Ce qui est intéressant en tant que comédienne sur « Plus Belle la Vie » , c’est que tous les 15 jours, il y a de nouveaux réalisateurs et auteurs et, eux mêmes, ont une vision du personnage. Bien qu’ils gardent une cohérence. On avance comme ça, de semaine en semaine. Chacun va faire évoluer le personnage. Je suis friande de cette manière de fonctionner. J’aime le dialogue.

On peut facilement tomber dans la caricature lorsqu’on incarne un « méchant ». De quelle façon avez-vous évité le piège ?
J’ai eu de la chance car les auteurs ont parfaitement dessiné ce personnage.

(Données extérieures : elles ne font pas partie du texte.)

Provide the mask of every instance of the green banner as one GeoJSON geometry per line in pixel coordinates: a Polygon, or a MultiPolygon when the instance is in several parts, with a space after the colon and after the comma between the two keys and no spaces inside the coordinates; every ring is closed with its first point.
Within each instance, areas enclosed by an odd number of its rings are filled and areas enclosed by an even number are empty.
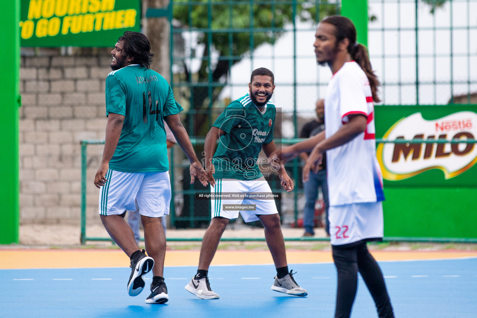
{"type": "MultiPolygon", "coordinates": [[[[377,106],[376,136],[391,140],[477,138],[477,105],[377,106]]],[[[381,144],[384,187],[477,186],[477,144],[381,144]]]]}
{"type": "Polygon", "coordinates": [[[140,0],[21,0],[24,47],[106,47],[140,29],[140,0]]]}

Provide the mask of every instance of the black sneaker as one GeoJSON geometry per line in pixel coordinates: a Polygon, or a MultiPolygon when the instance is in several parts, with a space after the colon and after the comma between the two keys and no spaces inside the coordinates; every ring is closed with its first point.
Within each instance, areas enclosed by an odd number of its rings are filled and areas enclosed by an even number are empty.
{"type": "Polygon", "coordinates": [[[145,281],[143,276],[152,269],[154,266],[154,260],[146,256],[145,250],[136,259],[131,260],[131,268],[132,269],[129,280],[127,282],[127,293],[130,296],[137,296],[144,288],[145,281]]]}
{"type": "Polygon", "coordinates": [[[151,295],[146,298],[146,304],[164,304],[169,300],[167,287],[162,279],[157,285],[151,284],[151,295]]]}

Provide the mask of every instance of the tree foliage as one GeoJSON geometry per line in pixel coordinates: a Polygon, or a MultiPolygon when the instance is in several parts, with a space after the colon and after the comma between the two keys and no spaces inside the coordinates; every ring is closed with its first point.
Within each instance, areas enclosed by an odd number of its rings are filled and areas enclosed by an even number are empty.
{"type": "MultiPolygon", "coordinates": [[[[263,43],[273,43],[283,34],[282,29],[292,23],[294,13],[297,19],[302,21],[310,21],[321,20],[324,16],[335,14],[337,12],[335,4],[322,3],[320,5],[317,14],[315,3],[318,3],[317,1],[307,0],[297,0],[296,2],[294,12],[292,1],[283,0],[250,2],[243,0],[212,0],[210,2],[207,0],[196,0],[192,4],[179,2],[175,3],[174,19],[181,22],[183,28],[190,27],[193,30],[202,31],[198,42],[205,46],[205,58],[202,60],[198,73],[191,74],[184,63],[186,78],[182,79],[187,80],[189,77],[193,76],[194,82],[203,83],[208,82],[207,55],[210,50],[218,52],[219,55],[216,64],[211,65],[212,82],[223,83],[223,79],[227,75],[229,67],[239,61],[245,53],[251,53],[263,43]],[[203,4],[196,4],[198,2],[203,4]],[[261,31],[254,32],[252,38],[251,28],[256,30],[257,28],[261,29],[261,31]],[[205,31],[207,31],[205,29],[208,29],[219,31],[211,33],[205,31]],[[225,30],[228,29],[229,30],[225,30]],[[209,41],[208,37],[210,34],[209,41]]],[[[223,85],[213,88],[212,102],[218,96],[223,85]]],[[[194,96],[191,108],[197,109],[208,106],[208,103],[204,103],[208,97],[207,87],[203,85],[194,86],[190,90],[190,93],[194,96]]]]}

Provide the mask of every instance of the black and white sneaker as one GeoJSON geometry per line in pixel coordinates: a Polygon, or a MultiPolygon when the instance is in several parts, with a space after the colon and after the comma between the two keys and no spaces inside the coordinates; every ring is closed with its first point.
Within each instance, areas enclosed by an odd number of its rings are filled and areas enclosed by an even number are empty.
{"type": "Polygon", "coordinates": [[[212,291],[208,277],[197,279],[194,276],[184,288],[189,293],[203,299],[218,299],[219,298],[218,294],[212,291]]]}
{"type": "Polygon", "coordinates": [[[132,270],[127,282],[127,293],[130,296],[137,296],[141,293],[146,284],[143,276],[154,266],[154,260],[145,253],[145,250],[143,249],[138,258],[131,260],[132,270]]]}
{"type": "Polygon", "coordinates": [[[164,304],[168,300],[167,287],[163,279],[159,280],[156,285],[151,284],[151,295],[146,298],[146,304],[164,304]]]}

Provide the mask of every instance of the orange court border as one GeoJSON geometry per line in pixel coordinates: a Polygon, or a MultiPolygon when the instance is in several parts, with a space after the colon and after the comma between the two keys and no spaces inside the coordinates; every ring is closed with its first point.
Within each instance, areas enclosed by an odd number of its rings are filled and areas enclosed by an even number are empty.
{"type": "MultiPolygon", "coordinates": [[[[378,261],[477,257],[477,251],[370,251],[378,261]]],[[[199,251],[167,251],[164,266],[197,266],[199,251]]],[[[331,251],[287,251],[290,264],[332,263],[331,251]]],[[[126,267],[129,260],[121,250],[0,249],[0,269],[126,267]]],[[[218,251],[212,266],[273,264],[268,251],[218,251]]]]}

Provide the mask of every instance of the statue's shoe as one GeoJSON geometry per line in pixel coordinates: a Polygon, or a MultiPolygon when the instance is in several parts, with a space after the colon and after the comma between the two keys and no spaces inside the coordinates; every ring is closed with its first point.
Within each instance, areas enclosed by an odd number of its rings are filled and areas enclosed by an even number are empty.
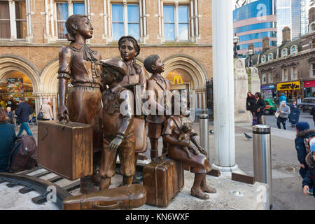
{"type": "Polygon", "coordinates": [[[200,186],[201,190],[202,190],[203,192],[206,192],[207,193],[210,194],[215,194],[216,193],[216,189],[209,187],[207,184],[204,186],[200,186]]]}
{"type": "Polygon", "coordinates": [[[201,188],[196,188],[192,187],[190,190],[192,196],[197,197],[203,200],[206,200],[209,199],[209,197],[207,194],[204,193],[201,188]]]}

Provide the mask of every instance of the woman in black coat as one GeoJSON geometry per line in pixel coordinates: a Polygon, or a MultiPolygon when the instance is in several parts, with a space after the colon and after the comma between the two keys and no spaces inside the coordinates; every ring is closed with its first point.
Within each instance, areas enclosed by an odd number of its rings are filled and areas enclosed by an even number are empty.
{"type": "Polygon", "coordinates": [[[257,116],[257,122],[258,125],[262,125],[261,116],[264,114],[264,110],[266,107],[266,103],[261,97],[260,92],[255,93],[255,99],[256,101],[256,105],[255,106],[255,113],[257,116]]]}

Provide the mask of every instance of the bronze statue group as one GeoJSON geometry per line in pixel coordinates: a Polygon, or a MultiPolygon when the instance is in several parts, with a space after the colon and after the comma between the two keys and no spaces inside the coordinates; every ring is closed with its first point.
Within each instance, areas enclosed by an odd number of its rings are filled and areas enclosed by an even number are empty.
{"type": "Polygon", "coordinates": [[[144,115],[135,115],[132,111],[133,90],[138,84],[141,85],[141,97],[146,90],[153,92],[149,97],[158,112],[158,115],[150,114],[146,118],[151,160],[158,157],[158,139],[162,136],[162,153],[189,166],[195,174],[191,195],[206,200],[209,198],[206,193],[216,192],[206,183],[206,173],[211,167],[187,118],[188,110],[182,108],[178,115],[165,113],[164,105],[174,107],[180,102],[173,101],[172,104],[169,97],[164,97],[169,92],[170,82],[162,76],[164,64],[161,58],[155,55],[146,58],[145,69],[152,74],[146,80],[144,68],[136,64],[140,46],[132,36],[122,36],[119,40],[121,59],[102,59],[99,53],[85,44],[85,41],[92,37],[93,31],[86,16],[70,16],[66,27],[71,44],[62,47],[59,52],[58,120],[69,116],[71,122],[92,125],[94,131],[94,172],[92,176],[80,178],[80,192],[89,192],[93,184],[99,186],[99,190],[108,189],[115,173],[118,155],[123,176],[121,186],[132,183],[139,153],[147,147],[144,115]],[[66,102],[70,78],[74,88],[66,102]],[[100,166],[99,174],[97,166],[100,166]]]}

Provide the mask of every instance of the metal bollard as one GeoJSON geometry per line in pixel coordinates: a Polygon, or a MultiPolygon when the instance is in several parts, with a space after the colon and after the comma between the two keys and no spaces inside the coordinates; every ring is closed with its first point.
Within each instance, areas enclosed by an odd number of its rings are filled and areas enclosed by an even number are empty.
{"type": "Polygon", "coordinates": [[[209,115],[201,114],[199,115],[200,122],[200,144],[203,147],[208,154],[210,155],[209,149],[209,115]]]}
{"type": "Polygon", "coordinates": [[[267,183],[270,209],[272,209],[272,176],[270,127],[253,126],[253,157],[255,181],[267,183]]]}

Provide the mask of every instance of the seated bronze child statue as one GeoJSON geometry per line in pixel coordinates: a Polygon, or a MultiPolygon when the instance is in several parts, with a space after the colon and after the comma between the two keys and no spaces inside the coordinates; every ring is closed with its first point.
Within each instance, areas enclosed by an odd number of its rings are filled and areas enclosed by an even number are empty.
{"type": "Polygon", "coordinates": [[[111,58],[102,60],[102,83],[108,88],[102,94],[103,102],[103,146],[99,190],[108,189],[115,173],[119,154],[123,185],[132,183],[135,172],[135,136],[133,125],[132,92],[120,83],[128,75],[128,68],[121,60],[111,58]],[[124,96],[120,99],[120,96],[124,96]],[[120,105],[124,104],[120,111],[120,105]]]}
{"type": "MultiPolygon", "coordinates": [[[[174,104],[176,103],[179,104],[174,104]]],[[[206,173],[212,168],[205,150],[196,139],[197,134],[193,130],[190,120],[184,115],[187,111],[183,106],[181,111],[180,115],[171,115],[165,120],[163,138],[168,144],[168,156],[190,167],[190,172],[195,174],[191,195],[207,200],[209,197],[205,192],[216,192],[216,190],[206,182],[206,173]]]]}

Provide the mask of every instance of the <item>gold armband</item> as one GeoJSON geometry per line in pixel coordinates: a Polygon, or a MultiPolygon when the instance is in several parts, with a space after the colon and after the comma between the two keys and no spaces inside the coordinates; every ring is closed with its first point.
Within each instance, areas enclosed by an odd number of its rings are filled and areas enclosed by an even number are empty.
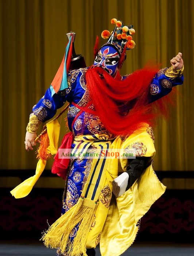
{"type": "Polygon", "coordinates": [[[30,120],[26,128],[26,131],[32,133],[36,133],[36,131],[42,122],[35,115],[30,116],[30,120]]]}
{"type": "Polygon", "coordinates": [[[176,78],[176,77],[180,77],[183,73],[184,70],[184,66],[181,69],[175,69],[171,66],[165,73],[165,75],[168,77],[171,78],[176,78]]]}

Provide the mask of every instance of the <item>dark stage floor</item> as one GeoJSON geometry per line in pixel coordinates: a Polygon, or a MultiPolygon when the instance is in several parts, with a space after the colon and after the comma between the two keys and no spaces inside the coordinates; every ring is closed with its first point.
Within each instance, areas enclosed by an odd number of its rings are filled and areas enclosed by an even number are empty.
{"type": "MultiPolygon", "coordinates": [[[[1,256],[55,256],[55,250],[36,241],[1,241],[1,256]]],[[[100,256],[98,247],[96,256],[100,256]]],[[[122,256],[193,256],[194,244],[135,242],[122,256]]]]}

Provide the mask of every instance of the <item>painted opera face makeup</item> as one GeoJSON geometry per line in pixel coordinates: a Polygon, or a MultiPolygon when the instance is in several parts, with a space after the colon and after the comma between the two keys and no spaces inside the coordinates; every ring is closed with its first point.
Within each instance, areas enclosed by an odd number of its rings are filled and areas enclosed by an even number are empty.
{"type": "Polygon", "coordinates": [[[116,50],[110,46],[104,46],[97,54],[93,67],[100,67],[114,77],[117,71],[119,55],[116,50]]]}

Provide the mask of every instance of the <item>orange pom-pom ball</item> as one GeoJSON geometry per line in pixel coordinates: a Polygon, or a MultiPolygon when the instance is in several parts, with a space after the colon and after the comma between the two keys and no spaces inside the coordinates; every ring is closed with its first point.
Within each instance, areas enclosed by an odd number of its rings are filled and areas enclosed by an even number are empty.
{"type": "Polygon", "coordinates": [[[120,20],[118,20],[116,22],[116,26],[118,27],[120,27],[122,26],[122,22],[120,20]]]}
{"type": "Polygon", "coordinates": [[[118,40],[121,40],[121,34],[117,34],[117,38],[118,40]]]}
{"type": "Polygon", "coordinates": [[[126,39],[127,38],[127,34],[126,33],[122,33],[121,34],[121,38],[122,39],[126,39]]]}
{"type": "Polygon", "coordinates": [[[129,31],[129,28],[128,27],[127,27],[127,26],[124,26],[123,27],[122,30],[123,30],[123,32],[124,33],[126,33],[129,31]]]}
{"type": "Polygon", "coordinates": [[[104,30],[102,32],[101,36],[103,39],[107,39],[110,36],[110,33],[108,30],[104,30]]]}
{"type": "Polygon", "coordinates": [[[133,49],[135,45],[135,43],[133,40],[129,40],[127,43],[127,47],[129,49],[133,49]]]}
{"type": "Polygon", "coordinates": [[[110,22],[112,24],[116,24],[117,22],[117,19],[115,18],[114,19],[112,19],[110,20],[110,22]]]}
{"type": "Polygon", "coordinates": [[[132,40],[132,37],[131,35],[128,35],[126,38],[127,40],[128,41],[129,40],[132,40]]]}
{"type": "Polygon", "coordinates": [[[130,35],[133,35],[135,33],[135,30],[134,29],[130,29],[129,31],[130,35]]]}
{"type": "MultiPolygon", "coordinates": [[[[112,34],[113,33],[113,31],[112,31],[111,33],[110,33],[110,34],[112,35],[112,34]]],[[[116,37],[117,36],[117,33],[116,32],[115,32],[115,35],[114,35],[114,37],[116,37]]]]}

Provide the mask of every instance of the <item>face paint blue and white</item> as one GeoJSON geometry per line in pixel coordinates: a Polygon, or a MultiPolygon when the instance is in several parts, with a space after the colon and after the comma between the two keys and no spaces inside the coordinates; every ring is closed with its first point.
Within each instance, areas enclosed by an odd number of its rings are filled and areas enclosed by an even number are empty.
{"type": "Polygon", "coordinates": [[[119,58],[119,53],[115,48],[110,46],[103,46],[96,56],[93,67],[100,67],[114,77],[117,72],[119,58]]]}

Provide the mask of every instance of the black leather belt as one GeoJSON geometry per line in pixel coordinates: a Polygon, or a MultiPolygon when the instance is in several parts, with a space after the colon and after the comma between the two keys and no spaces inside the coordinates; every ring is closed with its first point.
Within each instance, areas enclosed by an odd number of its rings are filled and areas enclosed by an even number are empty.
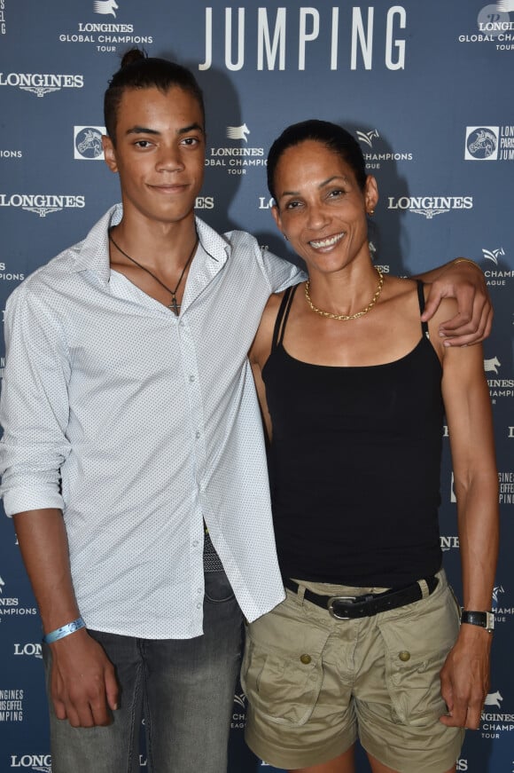
{"type": "MultiPolygon", "coordinates": [[[[332,618],[338,620],[368,618],[378,612],[385,612],[419,601],[423,598],[423,590],[419,584],[422,581],[426,583],[430,596],[437,588],[439,578],[424,577],[423,580],[405,588],[393,588],[383,593],[366,593],[362,596],[323,596],[306,588],[304,598],[322,609],[328,610],[332,618]]],[[[285,578],[284,584],[289,590],[298,593],[300,586],[293,580],[285,578]]]]}

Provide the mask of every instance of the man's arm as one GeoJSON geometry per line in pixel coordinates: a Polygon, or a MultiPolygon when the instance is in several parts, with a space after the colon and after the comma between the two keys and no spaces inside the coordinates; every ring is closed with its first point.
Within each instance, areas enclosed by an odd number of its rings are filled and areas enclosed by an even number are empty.
{"type": "MultiPolygon", "coordinates": [[[[498,475],[481,346],[446,350],[443,398],[457,499],[463,608],[491,609],[498,553],[498,475]]],[[[449,715],[443,724],[476,729],[489,685],[491,634],[463,623],[440,673],[449,715]]]]}
{"type": "Polygon", "coordinates": [[[456,298],[457,302],[457,313],[439,326],[439,335],[445,339],[445,346],[478,343],[490,335],[493,306],[478,264],[457,257],[414,279],[430,284],[423,320],[428,321],[433,317],[443,298],[456,298]]]}
{"type": "MultiPolygon", "coordinates": [[[[39,606],[45,634],[80,617],[70,574],[66,528],[60,510],[45,509],[13,516],[21,555],[39,606]]],[[[117,708],[114,669],[85,628],[49,645],[51,696],[56,715],[73,727],[106,725],[117,708]]]]}

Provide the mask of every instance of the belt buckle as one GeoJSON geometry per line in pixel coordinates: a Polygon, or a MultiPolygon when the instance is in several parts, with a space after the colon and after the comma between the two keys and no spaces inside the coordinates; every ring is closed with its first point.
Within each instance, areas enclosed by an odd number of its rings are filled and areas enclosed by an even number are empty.
{"type": "Polygon", "coordinates": [[[327,602],[327,606],[329,608],[329,612],[331,613],[331,616],[336,620],[349,620],[349,615],[341,616],[336,612],[336,611],[334,610],[334,602],[351,602],[352,603],[354,603],[357,601],[357,598],[358,596],[331,596],[327,602]]]}

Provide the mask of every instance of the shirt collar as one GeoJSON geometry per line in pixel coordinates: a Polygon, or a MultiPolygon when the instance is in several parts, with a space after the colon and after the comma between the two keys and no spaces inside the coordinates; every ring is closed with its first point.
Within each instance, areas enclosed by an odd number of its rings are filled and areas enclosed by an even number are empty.
{"type": "MultiPolygon", "coordinates": [[[[121,204],[114,204],[93,225],[86,238],[74,248],[74,256],[71,272],[95,272],[105,284],[111,277],[109,264],[109,228],[117,225],[123,217],[121,204]]],[[[213,268],[224,265],[230,252],[230,243],[199,217],[195,217],[199,238],[203,250],[213,261],[213,268]]]]}

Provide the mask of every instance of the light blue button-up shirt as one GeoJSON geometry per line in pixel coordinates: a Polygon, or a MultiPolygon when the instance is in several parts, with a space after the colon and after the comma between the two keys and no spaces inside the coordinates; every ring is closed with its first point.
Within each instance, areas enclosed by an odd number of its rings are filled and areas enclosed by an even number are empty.
{"type": "Polygon", "coordinates": [[[252,620],[284,592],[246,352],[298,269],[197,221],[180,317],[111,270],[111,209],[19,285],[0,406],[8,515],[63,510],[88,627],[202,633],[203,520],[252,620]]]}

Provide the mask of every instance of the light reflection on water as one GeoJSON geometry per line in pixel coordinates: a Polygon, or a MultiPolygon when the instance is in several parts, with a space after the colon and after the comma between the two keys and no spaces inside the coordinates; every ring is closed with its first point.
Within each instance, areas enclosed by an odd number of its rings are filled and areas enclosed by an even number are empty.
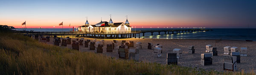
{"type": "MultiPolygon", "coordinates": [[[[210,39],[231,40],[251,40],[256,41],[256,29],[213,29],[212,31],[200,31],[186,32],[172,34],[164,34],[161,32],[145,33],[145,38],[156,38],[163,39],[210,39]],[[148,35],[150,35],[148,36],[148,35]]],[[[168,33],[167,32],[166,33],[168,33]]],[[[172,33],[172,32],[169,33],[172,33]]],[[[175,32],[174,33],[175,33],[175,32]]]]}

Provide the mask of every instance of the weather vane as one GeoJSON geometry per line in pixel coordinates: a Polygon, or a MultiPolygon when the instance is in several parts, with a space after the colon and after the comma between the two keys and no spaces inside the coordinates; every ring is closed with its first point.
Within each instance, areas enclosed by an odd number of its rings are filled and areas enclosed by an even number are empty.
{"type": "Polygon", "coordinates": [[[128,17],[128,16],[127,16],[127,15],[126,15],[126,16],[125,17],[126,17],[126,19],[127,19],[127,17],[128,17]]]}
{"type": "Polygon", "coordinates": [[[112,16],[112,15],[111,14],[110,14],[110,15],[110,15],[110,18],[111,18],[111,16],[112,16]]]}

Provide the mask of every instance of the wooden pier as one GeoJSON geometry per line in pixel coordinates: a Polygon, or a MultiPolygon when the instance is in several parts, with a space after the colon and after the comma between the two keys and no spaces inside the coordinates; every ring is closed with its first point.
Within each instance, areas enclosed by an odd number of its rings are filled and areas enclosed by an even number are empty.
{"type": "Polygon", "coordinates": [[[142,33],[142,36],[145,36],[146,33],[151,33],[151,35],[153,36],[153,33],[164,32],[164,34],[177,34],[184,33],[192,33],[198,31],[212,31],[211,29],[179,29],[179,30],[154,30],[154,31],[133,31],[131,32],[120,31],[120,32],[82,32],[82,31],[15,31],[16,33],[38,35],[44,36],[61,36],[61,37],[65,37],[65,36],[71,36],[72,37],[81,37],[97,39],[124,39],[131,38],[134,37],[136,38],[136,34],[139,34],[139,38],[140,38],[140,34],[142,33]]]}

Bien-sûr, ne pas être un cliché est une contrainte, un piège dans lequel il ne faut pas tomber. Puis, de l’humaniser. C’est ce procédé qui permet de ne pas aller vers la caricature. Je me pose plein de questions et j’essaie d’y répondre avec mon imagination. Ce personnage, il s’assoit à côté de moi, il se balade tout le temps avec moi, j’observe les gens autour de moi et j’ai un nouveau prisme de questionnements quand je suis avec elle. Je m’inspire également de séries que j’ai vues et des comédiennes qui ont réussi à humaniser leur personnage. C’est un mélange. Un travail passionnant !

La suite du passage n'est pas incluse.